JW: Currently, I run 10-15 miles per week. 3 days a week I do a “cross fit” routine. Three mornings a week, I play singles tennis.

I do not think it matters what type of exercise you do. What matters is that you do it regularly and that you enjoy it. If you do not have fun and exercise becomes a chore then it is going to be difficult to maintain. I encouraged my patients and colleagues to vary their exercise regimen.

AB: One least question, both you and myself have both read the book Wheat Belly by fellow cardiologist Dr. William Davis, in fact you were the one that told me to read it. I found it to be an eye-opening book on the dangers of wheat consumption and I learned a great deal. Despite not really eating wheat products as a byproduct of my own dietary way of thinking, it has made me avoid wheat at all costs for myself and my clients.
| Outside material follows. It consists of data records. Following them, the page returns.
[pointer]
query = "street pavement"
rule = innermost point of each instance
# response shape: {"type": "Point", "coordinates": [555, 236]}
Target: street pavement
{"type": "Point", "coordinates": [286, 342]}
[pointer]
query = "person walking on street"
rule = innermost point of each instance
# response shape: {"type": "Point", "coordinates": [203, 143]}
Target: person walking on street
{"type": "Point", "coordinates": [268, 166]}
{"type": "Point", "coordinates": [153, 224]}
What, in your professional opinion, are the take home messages that you got from reading the book?

JW: Take home messages:

  • There is an obesity epidemic in America
  • Americans over-consume wheat based carbohydrates
  • A number of diseases are linked to excessive wheat consumption such as celiac disease, migraines, acne, diabetes, cardiovascular disease, etc…
  • Eliminating wheat consumption can, in some cases, reverse these diseases
  • After reading Wheat Belly, I changed my dietary habits to avoid wheat.
  • I also advise my cardiac patients to read the book and follow the diet.

AB: I think I took up enough of your time. Is there anything you would like to add to this interview?

JW: Thank you for allowing me to participate in your blog. Keep up your good work in nutrition counseling and athletic training

AB: Thanks for taking the time to inform both my readers and myself. I really admire a guy that can practice what he preaches, so know that the hard work you put in at the gym does not go unnoticed.